Interesting how recently Texas Solicitor General Scott Keller questions just how “discretionary” our government really is: He said so during Supreme Court arguments in defense of Texas, one of 26 states against President Obama’s executive action for Deferred Action for Parents of Americans (DAPA).

“There is a difference between using discretion to not deport certain people and past presidents have certainly used that discretion,” Keller has said. “But that’s different than taking the additional steps and saying we’re not going to deport certain people but then we are going to declare them lawfully here and give them benefits.”

Funny how the federal government doesn’t care about immigration status when undocumented immigrants are asked to pay income tax nor does our government care when undocumented males are asked to register for the Selective Service.

Yet, government officials want to focus on semantics and discretion at the expense of real people.

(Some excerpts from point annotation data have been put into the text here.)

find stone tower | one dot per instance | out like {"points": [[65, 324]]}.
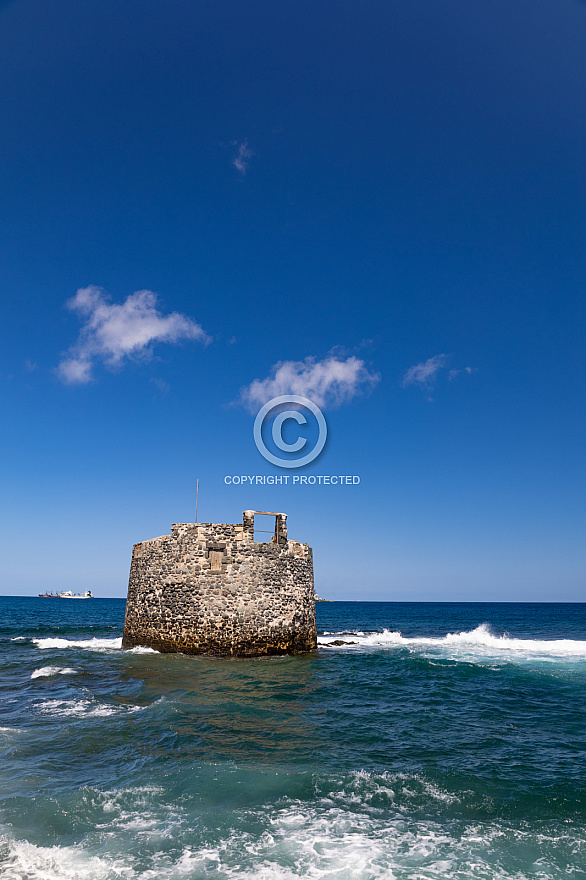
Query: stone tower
{"points": [[210, 588]]}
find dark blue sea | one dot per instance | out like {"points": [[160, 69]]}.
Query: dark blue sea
{"points": [[421, 741]]}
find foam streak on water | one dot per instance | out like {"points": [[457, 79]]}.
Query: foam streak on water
{"points": [[442, 743]]}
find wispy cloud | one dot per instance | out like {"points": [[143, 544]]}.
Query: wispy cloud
{"points": [[425, 374], [331, 381], [240, 162], [115, 332]]}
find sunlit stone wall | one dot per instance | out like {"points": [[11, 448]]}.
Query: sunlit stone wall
{"points": [[211, 588]]}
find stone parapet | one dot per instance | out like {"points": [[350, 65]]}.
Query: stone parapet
{"points": [[210, 588]]}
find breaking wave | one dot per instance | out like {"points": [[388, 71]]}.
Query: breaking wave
{"points": [[342, 833], [48, 671], [480, 642]]}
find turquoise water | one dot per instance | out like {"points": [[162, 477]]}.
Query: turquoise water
{"points": [[439, 741]]}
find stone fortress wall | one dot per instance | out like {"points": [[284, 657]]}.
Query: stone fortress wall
{"points": [[210, 588]]}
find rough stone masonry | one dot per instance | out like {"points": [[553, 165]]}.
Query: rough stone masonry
{"points": [[210, 588]]}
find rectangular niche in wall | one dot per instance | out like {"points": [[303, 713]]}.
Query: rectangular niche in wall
{"points": [[216, 560]]}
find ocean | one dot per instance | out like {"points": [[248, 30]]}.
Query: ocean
{"points": [[421, 741]]}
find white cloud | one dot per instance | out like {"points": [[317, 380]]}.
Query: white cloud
{"points": [[331, 381], [244, 154], [425, 374], [113, 332]]}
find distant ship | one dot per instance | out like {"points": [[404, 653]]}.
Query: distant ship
{"points": [[67, 594]]}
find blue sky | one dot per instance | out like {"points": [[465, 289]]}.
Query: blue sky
{"points": [[392, 190]]}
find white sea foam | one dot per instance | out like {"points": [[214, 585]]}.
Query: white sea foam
{"points": [[82, 708], [479, 643], [343, 833], [47, 671], [87, 644]]}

This includes human beings like Nuria Rodriguez who was 7 when her parents decided to immigrate to the United States from El Salvador to avoid raising a family in a war zone. Rodriguez attended Dallas and Irving public schools. She excelled despite being an English-language learner and was awarded a George W. Bush scholarship, forfeited when her parents returned to El Salvador.

Rodriguez’s eyes water as she recalls being forced to leave “her country, the United States” and go to a place she knew nothing about. When asked to pledge allegiance to the flag at her El Salvador school, she began “I pledge allegiance to the flag of the United States of America ….” and her classmates laughed, thinking she was pledging the Salvadorian flag but in English. In this state of confusion, Rodriguez decided to focus her energy on making something of herself, so she graduated high school and earned a teaching degree.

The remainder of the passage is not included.